Когда израильтянам, во время странствования их в пустыне Синайской, ниспослана была в первый раз с неба манна, то они, не видав никогда подобного зрелища, в недоумении вопрошали друг друга: что есть сие? и Моисей в слух всех должен был отвечать: сей хлеб, егоже даде Господь вам ясти! (Исх. 16; 15). О нашей манне, братие, хотя она также нисходит с неба и стократ чудеснее манны еврейской, нет нужды вопрошать: что есть сие? Ибо все мы, от мала до велика, твердо знаем, что в Евхаристии под видом хлеба приемлется самое пречистое Тело, а под видом вина — самая пресвятая Кровь Христова. И от кого знаем о сем? Не от Моисея, не от Павла или Иоанна (хотя и их слова божественны), а от Самого Господа и Спасителя нашего. Он Сам, питающий нас Телом и Кровью Своею, Он Сам сказал нам о сем со всей ясностью. Ему ли не знать Тела и Крови Своей? Или не уметь назвать их ясно?..
Если бы кого-либо и за сим приводила в недоумение великость дара, тот вспомни о величии и любви к нам Даятеля: дар велик, но Даятель несравненно больше! В самом деле, Кто сотворил самый хлеб и вино, самое тело и кровь, Тому трудно ли под видом хлеба дать тело, а под видом вина — кровь? С другой стороны, Кто отдал за нас не только тело, но и душу Свою на Голгофе на мучения самые ужасные, Тот, удивительно ли, если дарует нам Свое Тело и Свою Кровь снова — без всякого нового мучения и страданий для Него, и с новой величайшею пользой для нас? И хлебу и вину не в первый раз забывать свою ограниченность: не напитано ли пятью хлебами пять тысяч народа так, что, по насыщении, осталось еще двенадцать кошниц, то есть более, нежели сколько было до вкушения? И вода не обращалась ли в кровь, по слову Моисея, в Египте, и в вино — по воле Спасителя, на браке — в Кане Галилейской? Обратись каждый к себе самому, и в себе увидишь нечто подобное: ибо разнородная пища и питие, нами приемлемые, ежедневно прелагаются в наше тело и кровь. Даже можно сказать, что законом подобного преложения, или пресуществления, держится в бытии все разнообразие внешней природы, в круге коей один вид тварей непрестанно переходит в другой, из низшего в высший, и обратно. Что же удивительного, если Сам Творец, в таинстве Евхаристии, производит, разумеется, бесконечно высшим образом то, что, под известными условиями, происходит в самомалейшем из Его творений?

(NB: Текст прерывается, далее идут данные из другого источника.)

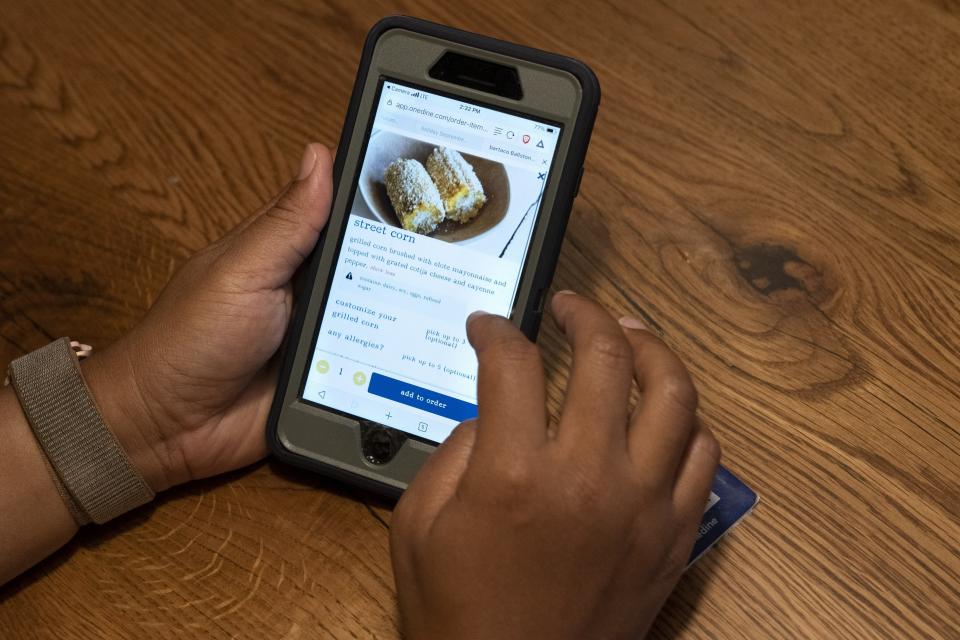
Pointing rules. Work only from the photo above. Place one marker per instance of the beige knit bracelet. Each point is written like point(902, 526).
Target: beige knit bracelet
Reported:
point(93, 475)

"Но какая, скажешь, необходимость в сем чудесном преложении хлеба в тело, а вина в кровь?" Та же, какая и во всех прочих чудесах: чудо пресуществления совершается в помощь твоей немощи. Ибо, несмотря на Божественность дара, кто из нас был в состоянии принять Тело и Кровь Спасителя, если бы они подавались нам в их собственном виде? Летописи церковные свидетельствуют, что, для вразумления ли неверия, или по другим таинственным причинам, Агнец на святой трапезе принимал иногда вид младенца, а хлеб и вино обращались в видимое тело и кровь: но, вместо радости о чуде, священнодействующие в ужасе отступали от священной трапезы, и Святая Церковь принуждена была писать на сей случай правила успокоительные. Имея в виду сие, Премудрость Божия положила питать нас брашном небесным не иначе, как под видом брашна земного.
Спросишь, может быть, еще: "Каким образом прославленное Тело Спасителя, пребывая с душой, как учит Святое Писание, одесную Бога Отца, и не будучи вездесуще, может находиться на каждом святом жертвеннике, и с другой стороны, как сие же Тело и Кровь, непрестанно раздаваемые, не подлежат умалению?" А как, возлюбленный, светит солнце? Вездесуще ли оно? Нет. Оставляет ли оно когда-либо свое место на небе? Никогда. А, между тем, свет и теплота от солнца везде, везде жизнь и радость. И вчера ли, или с третьего дня начало светить таким образом солнце? Нет, со времени этого более шести тысяч лет. Однако же солнце нисколько не умаляется в своем круге, не истощается в своей силе. Итак, вот, можно сказать, с неба ответ тебе на вопрос твой! Что возможно солнцу, то трудно ли для Того, Коему легче возжечь новое солнце на небе, нежели нам с тобой засветить свечу? Этот же пример солнца, может объяснить сравнительно и то, как Тело Христово пребывает целым, хотя хлеб в таинстве Евхаристии раздробляется и разделяется непрестанно: ибо возьми зеркало и поставь против солнца, в нем отразится весь круг солнца; разбей зеркало, и возьми какой угодно из остатков его, и поставь против солнца, опять увидишь в нем весь круг солнца.